Of course, the Scene Manager could be further abstracted to a set of tables and some methods that perform batch operations on their contents. This would probably be a more Moai-like approach, but it's hard to walk away from the notion of a 'scene' even though that construct is often more semantic than practical. The things we typically think about a 'scene' doing (like moving batches of objects on and of screen or building a render stack) could just as easily be done in an ad hoc fashion by stateless methods in a library operating on lists.
For an example of a scene manager, see the WolfClicker state-manager.
If you've been paying attention you'll realize that the above isn't much more than hand-waving. We've been asked a lot about the best way to structure a Moai game in Lua and have done our best to dodge the question because we just don't think there's a lot of 'there' there.

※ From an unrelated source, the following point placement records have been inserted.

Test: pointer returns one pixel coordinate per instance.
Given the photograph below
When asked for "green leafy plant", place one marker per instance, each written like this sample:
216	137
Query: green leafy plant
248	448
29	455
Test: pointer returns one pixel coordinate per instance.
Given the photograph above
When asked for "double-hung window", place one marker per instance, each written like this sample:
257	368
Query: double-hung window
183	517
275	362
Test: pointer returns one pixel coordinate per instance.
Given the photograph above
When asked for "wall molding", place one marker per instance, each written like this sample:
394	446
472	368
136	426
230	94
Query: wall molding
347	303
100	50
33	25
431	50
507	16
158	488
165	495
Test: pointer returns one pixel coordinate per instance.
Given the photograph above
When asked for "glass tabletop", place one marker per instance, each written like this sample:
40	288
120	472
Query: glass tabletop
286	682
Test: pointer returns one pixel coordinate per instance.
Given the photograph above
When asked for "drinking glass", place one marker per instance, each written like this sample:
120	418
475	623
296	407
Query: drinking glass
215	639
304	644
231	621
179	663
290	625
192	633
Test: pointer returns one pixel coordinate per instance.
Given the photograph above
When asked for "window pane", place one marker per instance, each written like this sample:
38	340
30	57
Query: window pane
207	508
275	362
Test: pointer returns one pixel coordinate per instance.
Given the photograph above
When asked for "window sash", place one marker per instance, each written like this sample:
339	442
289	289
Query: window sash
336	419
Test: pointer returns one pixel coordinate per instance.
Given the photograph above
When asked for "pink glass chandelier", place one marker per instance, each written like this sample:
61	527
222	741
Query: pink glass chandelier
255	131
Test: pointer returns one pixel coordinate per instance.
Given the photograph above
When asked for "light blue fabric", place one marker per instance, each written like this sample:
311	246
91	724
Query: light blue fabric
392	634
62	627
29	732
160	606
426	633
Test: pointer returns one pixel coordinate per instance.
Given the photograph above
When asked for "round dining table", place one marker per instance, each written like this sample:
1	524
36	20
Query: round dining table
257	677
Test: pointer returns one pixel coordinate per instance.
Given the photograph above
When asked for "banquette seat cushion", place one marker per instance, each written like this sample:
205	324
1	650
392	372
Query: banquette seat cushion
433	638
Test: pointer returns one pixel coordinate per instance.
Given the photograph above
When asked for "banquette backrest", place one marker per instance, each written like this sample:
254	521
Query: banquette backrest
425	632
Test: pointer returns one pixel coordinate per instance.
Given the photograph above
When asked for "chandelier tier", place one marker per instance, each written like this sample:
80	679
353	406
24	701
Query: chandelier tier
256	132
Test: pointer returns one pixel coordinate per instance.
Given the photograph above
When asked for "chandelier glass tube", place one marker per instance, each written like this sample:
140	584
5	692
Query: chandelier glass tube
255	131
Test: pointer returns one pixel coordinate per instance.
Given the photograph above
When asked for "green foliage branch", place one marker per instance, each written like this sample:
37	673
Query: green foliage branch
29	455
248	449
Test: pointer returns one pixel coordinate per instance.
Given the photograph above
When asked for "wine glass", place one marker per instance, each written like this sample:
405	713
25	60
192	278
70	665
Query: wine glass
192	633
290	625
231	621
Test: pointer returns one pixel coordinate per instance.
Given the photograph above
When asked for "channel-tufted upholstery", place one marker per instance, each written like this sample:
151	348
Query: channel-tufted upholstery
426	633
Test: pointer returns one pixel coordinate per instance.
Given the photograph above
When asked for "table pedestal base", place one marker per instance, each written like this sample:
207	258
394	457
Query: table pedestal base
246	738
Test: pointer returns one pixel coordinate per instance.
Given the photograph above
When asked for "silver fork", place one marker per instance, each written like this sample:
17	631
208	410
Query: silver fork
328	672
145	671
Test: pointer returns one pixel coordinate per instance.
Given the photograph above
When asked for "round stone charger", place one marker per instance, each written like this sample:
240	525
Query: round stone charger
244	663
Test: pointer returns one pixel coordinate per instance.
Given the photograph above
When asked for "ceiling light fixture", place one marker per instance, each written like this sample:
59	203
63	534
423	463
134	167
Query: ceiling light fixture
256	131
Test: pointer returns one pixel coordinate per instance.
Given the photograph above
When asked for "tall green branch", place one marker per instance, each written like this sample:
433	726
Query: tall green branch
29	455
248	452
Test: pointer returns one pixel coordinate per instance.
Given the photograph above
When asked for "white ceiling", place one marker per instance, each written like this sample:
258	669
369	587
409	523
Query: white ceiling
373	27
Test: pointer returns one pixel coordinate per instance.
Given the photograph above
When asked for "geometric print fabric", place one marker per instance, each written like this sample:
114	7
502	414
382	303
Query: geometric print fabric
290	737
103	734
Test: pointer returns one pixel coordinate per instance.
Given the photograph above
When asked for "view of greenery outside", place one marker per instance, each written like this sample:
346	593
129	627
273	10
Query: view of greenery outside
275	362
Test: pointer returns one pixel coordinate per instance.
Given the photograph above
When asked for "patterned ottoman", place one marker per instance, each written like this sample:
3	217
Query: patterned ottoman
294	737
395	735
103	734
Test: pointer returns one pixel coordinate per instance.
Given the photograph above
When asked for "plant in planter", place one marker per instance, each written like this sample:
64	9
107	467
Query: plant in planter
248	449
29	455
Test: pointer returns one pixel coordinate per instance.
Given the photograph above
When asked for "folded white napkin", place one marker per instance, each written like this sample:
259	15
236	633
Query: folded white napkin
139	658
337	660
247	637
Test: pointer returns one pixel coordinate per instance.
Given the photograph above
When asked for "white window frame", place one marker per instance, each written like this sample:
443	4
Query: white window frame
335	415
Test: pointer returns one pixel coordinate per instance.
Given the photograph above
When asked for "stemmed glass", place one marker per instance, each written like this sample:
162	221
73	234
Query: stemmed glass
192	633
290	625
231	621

The best answer to "How should I structure my game?" may be "As little as possible" or even "Don't do it at all."
So what's the take-away?
- Avoid writing big systems and data structures.
- Only code what you need when you need it.
- Favor code re-use through stateless libraries of functions instead of stateful systems and classes.
- Use composition, not inheritance.
- Use 'duck typing' - deduce the capabilities of objects at runtime.
- Use initializers to build up rigs with predetermined behaviors.
- Include rig members by convention and clearly document what operator methods will look for in a rig when executing.
- Divide and conquer: approach your game as a series of special cases.
- Avoid dependencies and tangles: these make your code rigid and hard to maintain.
While this might seem confusing at first, one you get the hang of it you'll find you can write generic and powerful systems that are surprisingly concise and easy to maintain. If you embrace this approach you'll think less about architecture and more about 'what happens next' in your game; in other words, more time writing game logic and less time managing data structures.